From 3a2a33455e9554077bb981c165bdfafef662ea20 Mon Sep 17 00:00:00 2001
From: xadupre <xadupre@microsoft.com>
Date: Thu, 6 Jun 2024 15:42:30 +0000
Subject: [PATCH] Add a unittest for investigation

Signed-off-by: xadupre <xadupre@microsoft.com>
---
 .gitignore                               |  1 +
 tests/xgboost/test_xgboost_issues_big.py | 93 ++++++++++++++++++++++++
 2 files changed, 94 insertions(+)
 create mode 100644 tests/xgboost/test_xgboost_issues_big.py

diff --git a/.gitignore b/.gitignore
index f0552d9b7..5780f770e 100644
--- a/.gitignore
+++ b/.gitignore
@@ -23,6 +23,7 @@ build/
 *.bat
 
 # test generated files
+*.pkl
 .pytest_cache
 .cache
 tests/temp
diff --git a/tests/xgboost/test_xgboost_issues_big.py b/tests/xgboost/test_xgboost_issues_big.py
new file mode 100644
index 000000000..0ed24f15c
--- /dev/null
+++ b/tests/xgboost/test_xgboost_issues_big.py
@@ -0,0 +1,93 @@
+# SPDX-License-Identifier: Apache-2.0
+
+import unittest
+
+
+class TestXGBoostIssuesBig(unittest.TestCase):
+    def test_issue_early_stop(self):
+        import os
+        import pickle
+        import onnxruntime
+        import numpy as np
+        from numpy.testing import assert_almost_equal
+        from sklearn.model_selection import train_test_split
+        from sklearn.datasets import make_classification
+        from skl2onnx import convert_sklearn
+        from skl2onnx.common.data_types import FloatTensorType
+        from skl2onnx import update_registered_converter
+        from skl2onnx.common.shape_calculator import (
+            calculate_linear_classifier_output_shapes,
+        )
+        from onnxmltools.convert.xgboost.operator_converters.XGBoost import (
+            convert_xgboost,
+        )
+        from xgboost import XGBClassifier
+
+        update_registered_converter(
+            XGBClassifier,
+            "XGBoostXGBClassifier",
+            calculate_linear_classifier_output_shapes,
+            convert_xgboost,
+            options={"nocl": [True, False], "zipmap": [True, False, "columns"]},
+        )
+
+        filename = "test_issue_early_stop.pkl"
+        if os.path.exists(filename):
+            with open(filename, "rb") as f:
+                data = pickle.load(f)
+        else:
+            X, y = make_classification(100000, n_features=20, random_state=42)
+            X_train, X_test, y_train, y_test = train_test_split(X, y)

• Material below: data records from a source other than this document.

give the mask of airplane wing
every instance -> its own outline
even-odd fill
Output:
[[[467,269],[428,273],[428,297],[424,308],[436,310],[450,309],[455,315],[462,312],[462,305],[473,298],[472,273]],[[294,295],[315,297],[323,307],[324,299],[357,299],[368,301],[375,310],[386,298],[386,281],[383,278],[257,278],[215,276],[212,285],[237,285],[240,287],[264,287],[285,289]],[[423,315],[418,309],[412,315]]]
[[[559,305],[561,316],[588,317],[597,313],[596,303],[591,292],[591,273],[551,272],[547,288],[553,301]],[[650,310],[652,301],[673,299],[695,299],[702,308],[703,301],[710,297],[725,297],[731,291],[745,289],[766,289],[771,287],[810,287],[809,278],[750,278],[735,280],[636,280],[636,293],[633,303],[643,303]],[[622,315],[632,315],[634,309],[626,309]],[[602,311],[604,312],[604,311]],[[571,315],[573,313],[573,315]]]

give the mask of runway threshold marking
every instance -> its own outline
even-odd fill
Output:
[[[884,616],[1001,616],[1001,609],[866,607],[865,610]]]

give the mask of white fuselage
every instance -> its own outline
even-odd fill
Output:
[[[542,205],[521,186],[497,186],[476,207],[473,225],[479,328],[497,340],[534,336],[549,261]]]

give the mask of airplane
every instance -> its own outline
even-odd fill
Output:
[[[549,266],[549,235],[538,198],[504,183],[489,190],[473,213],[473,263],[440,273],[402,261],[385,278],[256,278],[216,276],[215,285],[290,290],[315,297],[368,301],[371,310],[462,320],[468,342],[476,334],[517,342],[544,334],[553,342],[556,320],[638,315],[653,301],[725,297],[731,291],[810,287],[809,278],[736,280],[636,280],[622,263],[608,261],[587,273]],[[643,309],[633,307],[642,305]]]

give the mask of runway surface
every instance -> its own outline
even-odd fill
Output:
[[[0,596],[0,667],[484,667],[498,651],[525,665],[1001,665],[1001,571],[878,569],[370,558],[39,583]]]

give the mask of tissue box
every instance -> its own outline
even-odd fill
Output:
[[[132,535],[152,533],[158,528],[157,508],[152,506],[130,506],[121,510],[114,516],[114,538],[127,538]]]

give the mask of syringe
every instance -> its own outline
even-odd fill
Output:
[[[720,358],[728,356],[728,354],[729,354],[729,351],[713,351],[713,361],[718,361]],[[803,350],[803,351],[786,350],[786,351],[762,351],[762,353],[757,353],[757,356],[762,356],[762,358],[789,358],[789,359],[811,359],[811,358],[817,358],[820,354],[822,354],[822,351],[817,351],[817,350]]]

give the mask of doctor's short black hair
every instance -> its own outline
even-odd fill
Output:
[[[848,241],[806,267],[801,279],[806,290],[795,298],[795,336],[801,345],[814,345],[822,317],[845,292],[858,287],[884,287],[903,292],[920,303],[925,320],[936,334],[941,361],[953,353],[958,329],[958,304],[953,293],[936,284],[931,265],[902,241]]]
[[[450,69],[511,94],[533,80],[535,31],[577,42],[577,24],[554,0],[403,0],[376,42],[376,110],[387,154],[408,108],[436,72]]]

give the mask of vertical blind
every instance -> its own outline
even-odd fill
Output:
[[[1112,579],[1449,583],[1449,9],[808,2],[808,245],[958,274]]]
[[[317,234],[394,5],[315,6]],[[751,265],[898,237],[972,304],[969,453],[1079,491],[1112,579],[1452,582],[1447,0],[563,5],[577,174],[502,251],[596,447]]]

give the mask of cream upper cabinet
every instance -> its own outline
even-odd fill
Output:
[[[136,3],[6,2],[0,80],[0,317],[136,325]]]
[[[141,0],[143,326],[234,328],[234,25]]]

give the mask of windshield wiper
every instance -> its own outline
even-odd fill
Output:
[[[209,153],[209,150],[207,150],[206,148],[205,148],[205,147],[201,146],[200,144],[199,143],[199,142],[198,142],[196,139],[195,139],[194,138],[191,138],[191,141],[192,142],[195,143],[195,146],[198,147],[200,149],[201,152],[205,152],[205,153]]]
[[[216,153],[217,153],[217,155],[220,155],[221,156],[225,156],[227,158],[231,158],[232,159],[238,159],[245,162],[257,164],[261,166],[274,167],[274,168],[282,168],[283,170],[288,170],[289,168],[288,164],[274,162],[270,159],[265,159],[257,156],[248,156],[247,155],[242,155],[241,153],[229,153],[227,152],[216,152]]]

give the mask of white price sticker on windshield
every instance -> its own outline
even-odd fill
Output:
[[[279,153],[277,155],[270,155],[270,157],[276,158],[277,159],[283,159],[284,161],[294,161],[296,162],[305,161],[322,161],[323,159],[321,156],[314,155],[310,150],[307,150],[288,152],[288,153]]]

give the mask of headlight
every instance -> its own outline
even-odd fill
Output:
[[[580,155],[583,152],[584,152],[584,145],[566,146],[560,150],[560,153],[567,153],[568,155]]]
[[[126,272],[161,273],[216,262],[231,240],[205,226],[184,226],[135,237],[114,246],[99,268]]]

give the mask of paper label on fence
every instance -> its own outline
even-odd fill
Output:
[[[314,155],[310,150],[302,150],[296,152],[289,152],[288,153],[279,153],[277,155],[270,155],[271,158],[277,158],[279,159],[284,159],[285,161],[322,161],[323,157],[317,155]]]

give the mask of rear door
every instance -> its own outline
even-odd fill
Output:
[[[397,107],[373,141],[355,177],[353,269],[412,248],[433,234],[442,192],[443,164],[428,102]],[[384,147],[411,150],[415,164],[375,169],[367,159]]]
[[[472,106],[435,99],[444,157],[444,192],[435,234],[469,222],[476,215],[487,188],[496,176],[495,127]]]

+            X_train, X_val, y_train, y_val = train_test_split(X_train, y_train)
+
+            print(f"training a model X_train.shape={X_train.shape}, X_test={X_test.shape}")
+
+            model = XGBClassifier(
+                n_estimators=7500, max_depth=10, early_stopping_rounds=250
+            )
+            model.fit(
+                X_train,
+                y_train,
+                eval_set=[(X_val, y_val)],
+                eval_metric="auc",
+                verbose=1,
+            )
+
+            data = dict(
+                X_train=X_train,
+                X_test=X_test,
+                X_val=X_val,
+                y_train=y_train,
+                y_test=y_test,
+                y_val=y_val,
+                model=model,
+            )
+            with open(filename, "wb") as f:
+                pickle.dump(data, f)
+
+        # Define input type (adjust shape according to your input)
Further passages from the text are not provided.